The results, in Figure 2, provide a mixed picture with some large euro area countries lying below the
zero line (i.e. Italy, Spain, the Netherlands) while others, e.g. France and Belgium, lying slightly above
zero. These results confirm our previous findings, suggesting that the hazard to retirement is mixed
and can not be reconciled with membership to the euro area. For the early retirement regression, the
picture changes only slightly with some countries moving around the zero line (e.g. France, Italy and
Denmark).
Although, there are no significant differences across regions there are clear differences across
countries. On average, however, more prone to retirement countries are also those who are more prone
to retire earlier.
Figure 2 Frailty terms for EU member states, retirement (left-hand side) and early retirement (righthand side)
22
5
CONCLUSIONS
Schemes to curb public expenditures by increasing the minimum retirement age represents important
arguments of discussion in the bargaining set up (see also Hicks, 2011). However, understanding in
greater details the motivations for retirements could assist the formulation of policies that might
encourage the return of retirees to employment or decrease the incentives of withdrawing earlier from
the labour market.
Workers are often assumed to dace the choice of leaving the labour market based on their own
preferences (Fengler, 1975; Hayward, Grady and McLaughlin, 1988) and / or based on the trade-off
between market work versus home production or leisure (for an overview see Bazzoli, 1985; Blöndal
and Scarpetta, 1999; Duval, 2003; Gruber and Wise, 2002; Meghir and Whitehouse, 1997). In
practice, however, different constraints can influence the labour force participation decision of the
elderly.
In this paper a wide set of socio-economic and environmental variables is employed to study exits into
retirement in the EU. Based on longitudinal data from the Eurostat Survey on Income and Living
Conditions (EU-SILC), over the period 2004-2009, we analyse the probability of retiring at a given
age, given that the person has not retired yet. A number of stylized facts are documented.
First, after controlling for (un)measured risk factor affecting the hazard to retire in each country, we
find no significant differences, on average, in the patterns of retirement between residents in the euro
area and the EU non-euro area countries. Second, shifts into retirement have increased during the
onset of the 2009 economic and financial crisis, when controlling for income effects. Income and
benefits are found to be important also as regards early retirement decisions, when accumulated
income / wealth is presumably lower, compared to retiring beyond the legal retirement age. In the
same vein, flexible working arrangements are found to be particularly important for workers to keep
working beyond the legal retirement age. Thus, making use of partial working arrangements could
modify retirement patterns towards postponing the age of withdrawing from the labour market.

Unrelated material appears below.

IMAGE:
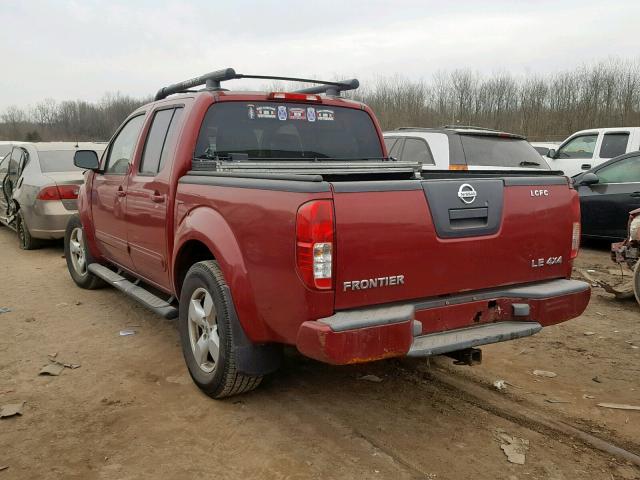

Finally, this analysis shows overall that, among all the institutional measures scrutinized (state/health
benefits, minimum retirement age, etc.), none could be sufficient alone if individuals withdraw from
the labour market before the legal retirement age due to a weakening of their health. Particularly, for
early retirees, policies aimed at improving the health of the workforce and at keeping people who
experience health problems active may be essential.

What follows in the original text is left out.